The Flow Series Takes A Close Look At Motion
While browsing The Gallery, we came across a series of motion studies by London-based creative design firm Bose Collins. The Flow series uses a variety of media to explore the ways in which organisms and substances combine, crawl, erupt, and implode—or, more simply, how we move. Directed and produced by David Vigh, with camera work by András Már and music by Takkra, this series is an audiovisual feast.
The Flow I
If you’ve never blown bubbles through cupped hands using antibacterial soap, you didn’t have a childhood. Washing your hands isn’t fun, I’ll be the first to admit it, but rendering glistening globes from foamy lather is really fun. Bose Collins capitalizes on the soapy aesthetic in their first Flow film, featuring filmy forms that jiggle against a dark and, at times, space-like background.
The Flow II
Ferrofluids are hot right now. By suspending magnetic particles in liquid and applying a magnetic field to the solution, visual artists are able to manipulate their medium in a very controlled way. In fact, the direction and editing of the video is so tight that it reads like a sound visualization.
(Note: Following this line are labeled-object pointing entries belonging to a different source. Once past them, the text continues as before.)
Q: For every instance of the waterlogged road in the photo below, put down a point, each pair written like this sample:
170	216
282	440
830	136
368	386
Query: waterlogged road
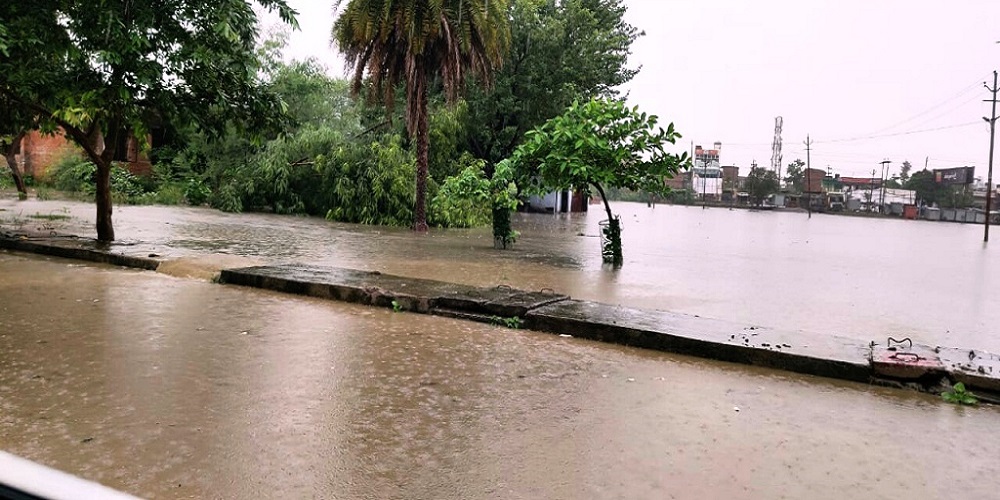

For a video whose preview looks like a macro photo of a chrysanthemum, The Flow II packs a serious punch.
The Flow III
When I watch videos of ink floating in water, I can’t help but think about what’s going on inside me: the flow of breath, the honey-roasted, sesame-coated cashews digesting in my belly, brain synapses firing off messages left and right, etc. There’s something very strange and beautiful about all the parallel processes happening in our bodies, and when I watch the multicolored explosions, pulsations, and undulations of ink in The Flow III, I’m reminded of them—though I seriously doubt anything brewing inside my body is half as pretty.